Still, married to a six-foot-four man driven to succeed in life, deprived of her art, early in her marriage she took to drink to ease her loneliness. I do not know how this was manifested, or how it was discovered. Those are questions I dared not ask then and hesitate to ask my aged father now. Yet I can imagine a nip of blackberry wine in the kitchen to take the edge off the day—what must it have been like to be seventeen and in charge of the household of a man of thirty? She was one of ten children; perhaps one Christmas day she found the bourbon-laced eggnog put a brightness on life, and continued to do so when she found herself home alone, missing her large family. I can see her later, perhaps, dipping into whisky kept for guests. I imagine that for a time she successfully hid it from my preoccupied grandfather, whose mind was fixed on getting ahead. I can imagine her sisters hitching up the mule and wagon and driving the fifteen miles or so to visit one day and becoming alarmed at her lack of balance, her slurred tongue. Perhaps they told their father. Those were days long before I was born, and by the time I knew my grandmother, the drinking question had passed into family mythology, to be resurrected from time to time as a warning: if this evil thing could happen to your grandmother, it could happen to you. She was sent to a sanitorium, as a treatment center was called then, and was cured. So cured that in her later years the doctor insisted she have a beer every afternoon to relax her and give her extra calories.

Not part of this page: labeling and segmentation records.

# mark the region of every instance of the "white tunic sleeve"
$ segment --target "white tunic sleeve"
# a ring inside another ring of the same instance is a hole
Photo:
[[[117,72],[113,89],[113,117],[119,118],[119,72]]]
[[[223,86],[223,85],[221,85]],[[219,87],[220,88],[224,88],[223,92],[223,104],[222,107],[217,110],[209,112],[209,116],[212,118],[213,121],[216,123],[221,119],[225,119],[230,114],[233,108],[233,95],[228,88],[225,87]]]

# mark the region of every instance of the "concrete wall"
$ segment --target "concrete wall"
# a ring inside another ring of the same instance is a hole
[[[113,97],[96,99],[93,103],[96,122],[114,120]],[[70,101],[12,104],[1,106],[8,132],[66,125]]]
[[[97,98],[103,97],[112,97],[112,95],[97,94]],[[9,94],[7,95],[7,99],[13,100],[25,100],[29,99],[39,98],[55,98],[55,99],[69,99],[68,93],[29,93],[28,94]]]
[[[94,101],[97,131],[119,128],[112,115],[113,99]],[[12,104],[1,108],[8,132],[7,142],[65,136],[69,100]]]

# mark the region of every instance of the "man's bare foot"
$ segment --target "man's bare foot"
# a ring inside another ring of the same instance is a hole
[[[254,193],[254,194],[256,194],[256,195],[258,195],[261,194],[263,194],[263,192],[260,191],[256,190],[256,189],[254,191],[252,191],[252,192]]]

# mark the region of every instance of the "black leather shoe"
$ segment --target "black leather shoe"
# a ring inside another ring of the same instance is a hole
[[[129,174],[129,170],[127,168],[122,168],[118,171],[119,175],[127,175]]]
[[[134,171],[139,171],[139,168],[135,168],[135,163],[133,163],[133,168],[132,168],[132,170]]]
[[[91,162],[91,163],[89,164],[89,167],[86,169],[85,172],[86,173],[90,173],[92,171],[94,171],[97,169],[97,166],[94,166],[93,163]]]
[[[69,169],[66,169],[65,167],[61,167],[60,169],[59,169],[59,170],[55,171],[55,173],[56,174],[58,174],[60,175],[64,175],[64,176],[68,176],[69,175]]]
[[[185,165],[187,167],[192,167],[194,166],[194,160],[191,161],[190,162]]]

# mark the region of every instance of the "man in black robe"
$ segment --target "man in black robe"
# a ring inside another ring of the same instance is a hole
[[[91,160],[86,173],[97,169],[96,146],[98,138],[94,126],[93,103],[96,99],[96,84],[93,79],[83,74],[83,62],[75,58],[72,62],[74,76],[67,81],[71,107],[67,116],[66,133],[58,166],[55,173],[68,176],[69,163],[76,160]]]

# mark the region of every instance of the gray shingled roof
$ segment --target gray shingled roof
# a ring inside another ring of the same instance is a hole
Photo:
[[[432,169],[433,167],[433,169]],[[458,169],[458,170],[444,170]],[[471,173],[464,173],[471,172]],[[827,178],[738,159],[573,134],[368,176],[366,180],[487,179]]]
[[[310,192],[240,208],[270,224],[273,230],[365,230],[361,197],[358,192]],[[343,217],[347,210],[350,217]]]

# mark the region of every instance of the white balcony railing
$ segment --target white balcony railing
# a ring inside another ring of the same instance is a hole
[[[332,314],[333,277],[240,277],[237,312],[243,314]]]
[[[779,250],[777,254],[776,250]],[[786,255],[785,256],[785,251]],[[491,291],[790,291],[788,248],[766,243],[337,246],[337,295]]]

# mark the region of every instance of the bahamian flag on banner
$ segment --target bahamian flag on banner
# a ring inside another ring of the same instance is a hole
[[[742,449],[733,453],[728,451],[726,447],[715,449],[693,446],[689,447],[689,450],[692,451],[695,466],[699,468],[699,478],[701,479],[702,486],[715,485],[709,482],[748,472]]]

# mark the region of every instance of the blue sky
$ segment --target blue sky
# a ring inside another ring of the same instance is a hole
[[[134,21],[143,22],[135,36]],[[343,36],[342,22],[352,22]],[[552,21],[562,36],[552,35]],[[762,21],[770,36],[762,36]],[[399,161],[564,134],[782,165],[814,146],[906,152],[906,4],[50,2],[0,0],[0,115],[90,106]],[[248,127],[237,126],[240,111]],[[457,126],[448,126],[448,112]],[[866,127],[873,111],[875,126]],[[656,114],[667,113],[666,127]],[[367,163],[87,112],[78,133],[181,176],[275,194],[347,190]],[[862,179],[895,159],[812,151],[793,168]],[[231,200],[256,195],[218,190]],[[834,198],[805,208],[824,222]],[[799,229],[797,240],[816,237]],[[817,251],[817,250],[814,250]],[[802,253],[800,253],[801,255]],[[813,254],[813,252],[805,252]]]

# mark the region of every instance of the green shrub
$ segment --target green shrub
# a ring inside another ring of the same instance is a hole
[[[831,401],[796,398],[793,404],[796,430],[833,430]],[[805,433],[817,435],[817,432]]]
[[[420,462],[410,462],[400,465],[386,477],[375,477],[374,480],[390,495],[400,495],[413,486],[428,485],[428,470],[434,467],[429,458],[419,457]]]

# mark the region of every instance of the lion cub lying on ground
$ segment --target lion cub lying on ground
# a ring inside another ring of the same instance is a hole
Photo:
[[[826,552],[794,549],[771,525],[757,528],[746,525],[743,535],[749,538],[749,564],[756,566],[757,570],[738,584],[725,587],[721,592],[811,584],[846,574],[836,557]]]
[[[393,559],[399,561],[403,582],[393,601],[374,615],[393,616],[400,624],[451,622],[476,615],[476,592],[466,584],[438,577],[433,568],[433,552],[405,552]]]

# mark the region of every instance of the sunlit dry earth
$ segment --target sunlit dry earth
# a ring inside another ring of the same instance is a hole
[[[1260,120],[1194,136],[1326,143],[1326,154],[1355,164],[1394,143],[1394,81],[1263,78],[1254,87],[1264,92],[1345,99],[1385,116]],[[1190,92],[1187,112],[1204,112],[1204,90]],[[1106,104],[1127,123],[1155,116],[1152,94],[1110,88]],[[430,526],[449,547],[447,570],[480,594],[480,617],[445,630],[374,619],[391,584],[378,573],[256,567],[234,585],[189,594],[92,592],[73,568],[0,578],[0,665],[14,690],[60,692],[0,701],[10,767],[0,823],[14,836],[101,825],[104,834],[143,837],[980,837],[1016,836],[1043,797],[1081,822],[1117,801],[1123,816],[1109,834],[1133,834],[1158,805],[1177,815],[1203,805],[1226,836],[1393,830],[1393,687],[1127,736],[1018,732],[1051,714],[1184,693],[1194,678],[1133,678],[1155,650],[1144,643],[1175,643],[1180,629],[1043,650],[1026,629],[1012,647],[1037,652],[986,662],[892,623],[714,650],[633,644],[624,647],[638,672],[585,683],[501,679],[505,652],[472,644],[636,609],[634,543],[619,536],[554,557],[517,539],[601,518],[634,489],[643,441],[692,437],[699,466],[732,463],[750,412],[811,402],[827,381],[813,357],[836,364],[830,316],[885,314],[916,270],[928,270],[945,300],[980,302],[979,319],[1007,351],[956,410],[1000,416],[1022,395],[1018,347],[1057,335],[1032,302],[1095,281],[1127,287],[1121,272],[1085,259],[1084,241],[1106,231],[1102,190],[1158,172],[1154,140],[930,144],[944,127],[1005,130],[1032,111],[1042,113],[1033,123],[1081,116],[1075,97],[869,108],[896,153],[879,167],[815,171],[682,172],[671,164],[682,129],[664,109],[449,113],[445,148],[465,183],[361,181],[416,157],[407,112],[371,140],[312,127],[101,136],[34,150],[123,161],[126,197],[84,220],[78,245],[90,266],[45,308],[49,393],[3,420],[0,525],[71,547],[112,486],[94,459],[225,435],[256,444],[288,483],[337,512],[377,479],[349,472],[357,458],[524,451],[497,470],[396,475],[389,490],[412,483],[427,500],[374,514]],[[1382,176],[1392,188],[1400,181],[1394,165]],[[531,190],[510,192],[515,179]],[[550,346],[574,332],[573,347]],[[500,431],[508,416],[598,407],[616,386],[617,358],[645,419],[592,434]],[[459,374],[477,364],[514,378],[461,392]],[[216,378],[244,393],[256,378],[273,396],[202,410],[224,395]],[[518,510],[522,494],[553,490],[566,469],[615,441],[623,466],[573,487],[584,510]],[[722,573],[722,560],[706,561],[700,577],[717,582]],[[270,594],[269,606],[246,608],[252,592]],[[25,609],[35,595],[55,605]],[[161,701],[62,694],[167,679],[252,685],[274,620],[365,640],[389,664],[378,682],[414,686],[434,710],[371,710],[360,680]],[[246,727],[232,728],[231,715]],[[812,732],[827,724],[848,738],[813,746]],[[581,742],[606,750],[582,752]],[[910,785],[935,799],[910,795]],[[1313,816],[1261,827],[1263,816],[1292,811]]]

My memories of my grandmothers are comforting and happy, but how much was kept hidden from us? Nana’s nerves, Granny’s alcohol? I find myself feeling uneasy when people get too nostalgic about family life in the past. That illusion of perfection came at a tremendous cost to women. Today women have choices—and some choices, such as meaningful jobs and divorce, come under criticism. Still, the choices have been hard won. Too often, people look back on cookies and holidays—and forget the dark side of our grandmothers’ worlds.